The launch of Calm Health is another key example of how companies are pivoting amid the ongoing digital mental health market shift, positioning themselves to offer more scalable and clinically relevant solutions.

Industry-Wide Consolidation and Refocus

The layoffs at Calm, though significant, are not an isolated event—they’re part of a larger movement within the behavioral health industry. Startups are being pushed to consolidate, specialize, or realign their business models in response to the digital mental health market shift.

Deals like the Headspace-Ginger merger, which created Headspace Health, have illustrated that the future of digital mental health may lie in combining mindfulness tools with therapy, coaching, and care coordination. The idea is to move upstream with wellness while maintaining the ability to support people downstream when clinical care is needed.

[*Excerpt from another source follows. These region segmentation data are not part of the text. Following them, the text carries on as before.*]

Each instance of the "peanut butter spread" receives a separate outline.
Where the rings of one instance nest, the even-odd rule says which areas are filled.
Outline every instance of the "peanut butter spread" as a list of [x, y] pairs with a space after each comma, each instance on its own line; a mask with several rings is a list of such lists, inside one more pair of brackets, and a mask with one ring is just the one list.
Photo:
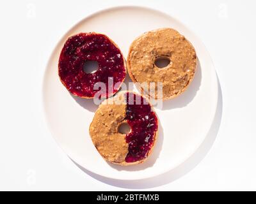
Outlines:
[[103, 101], [90, 126], [90, 135], [94, 145], [101, 156], [109, 161], [124, 162], [128, 153], [125, 134], [118, 131], [125, 116], [126, 103], [124, 94], [118, 94]]
[[[170, 62], [159, 68], [155, 64], [159, 57], [167, 57]], [[163, 99], [182, 93], [193, 80], [196, 66], [193, 47], [184, 36], [170, 28], [154, 30], [140, 36], [132, 43], [127, 57], [128, 71], [132, 81], [147, 82], [148, 87], [149, 82], [163, 82]], [[155, 94], [148, 94], [159, 99], [155, 87]]]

The Road Ahead: Challenges and Opportunities

The Calm layoffs reflect the difficulty of maintaining growth in a saturated, evolving market. The company is shifting away from general-purpose wellness toward targeted health care services. That’s in line with industry trends but comes with new challenges—such as navigating compliance, clinical validation, and partnerships with payers and employers.

Still, for those companies able to navigate the digital mental health market shift, opportunities abound. There is a growing recognition that integrated care models—those that blend accessible technology with clinical services—may better meet the mental health needs of today’s users.

Calm’s Place in a Changing Market

Calm’s pivot represents a critical inflection point—not just for the company but for the industry as a whole. While layoffs are painful and disruptive, they can also mark the start of strategic clarity. As the company leans more heavily into enterprise health offerings and clinical care tools, it may emerge stronger and more resilient amid the digital mental health market shift.

Only time will tell which companies will adapt successfully. But one thing is certain: the digital mental health sector is entering a new era, and the market shift is already redefining what success looks like.